Patofisiologi Hepatitis B
Patofisiologi hepatitis B melibatkan paparan virus hepatitis B (HBV) melalui darah atau cairan tubuh. Saat terpapar, tubuh akan merespon dengan mengirimkan sel T sitotoksik dan sel natural killer (NK) untuk melepaskan sitokin inflamasi. Semakin besar respons imun, semakin besar peluang melawan virus.[2,5]
Transmisi Virus Hepatitis B
Virus hepatitis B (HBV) ditularkan melalui inokulasi perkutan atau melalui paparan mukosa dari cairan tubuh yang infeksius. Pada kondisi yang sangat jarang, transmisi orofekal dapat terjadi.
Masa inkubasi infeksi HBV antara 30 hingga 180 hari. Sebagian besar penderita yang imunokompeten dapat mengalami penyembuhan total. Namun, sebagian kecil lainnya dapat berlanjut menjadi kronik, yaitu jika HBsAg tetap muncul hingga lebih dari 6 bulan. HBsAg ditularkan melalui kontak dengan darah atau cairan tubuh.
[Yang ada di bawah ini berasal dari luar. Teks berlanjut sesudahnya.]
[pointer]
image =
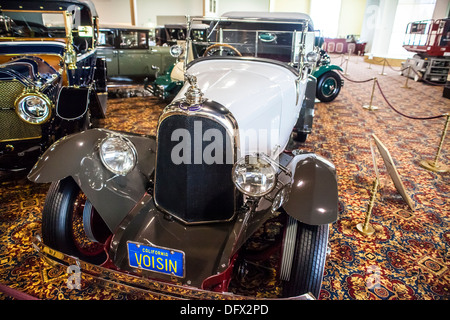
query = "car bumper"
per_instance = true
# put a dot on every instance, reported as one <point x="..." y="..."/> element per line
<point x="137" y="286"/>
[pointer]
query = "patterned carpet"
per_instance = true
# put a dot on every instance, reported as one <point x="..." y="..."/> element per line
<point x="408" y="256"/>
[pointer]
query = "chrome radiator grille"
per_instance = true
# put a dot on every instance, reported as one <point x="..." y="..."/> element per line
<point x="11" y="126"/>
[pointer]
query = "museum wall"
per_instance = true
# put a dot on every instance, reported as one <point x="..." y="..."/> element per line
<point x="150" y="13"/>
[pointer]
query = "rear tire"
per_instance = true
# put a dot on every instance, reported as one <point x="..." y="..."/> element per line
<point x="308" y="261"/>
<point x="62" y="223"/>
<point x="328" y="86"/>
Hepatitis B dapat menular pada individu kontak erat dengan pasien HBsAg positif.[1]
Respon Imun Akibat Infeksi Virus Hepatitis B
Patogenesis penyakit liver pada infeksi HBV dimediasi oleh imun. Virus hepatitis B tidak secara langsung menimbulkan kerusakan pada sel hepar, melainkan diperantarai oleh respon imun inang terhadap hepatosit yang ditunggangi virus. Selanjutnya, infeksi kronik dapat berlanjut menjadi sirosis atau kanker hepar akibat proses inflamasi jangka panjang dan klirens virus yang kurang efektif. HBsAg dan protein nukleokapsid lainnya yang terdapat pada membran sel menyebabkan lisis seluler yang diinduksi oleh sel T pada sel yang terinfeksi HBV.[1,3,5]
Siklus Hidup Virus
Siklus hidup HBV terdiri dari 3 tahap. Siklus hidup ini dipengaruhi oleh berbagai faktor, yaitu usia, jenis kelamin, kondisi imun, dan koinfeksi dengan virus lain.[3]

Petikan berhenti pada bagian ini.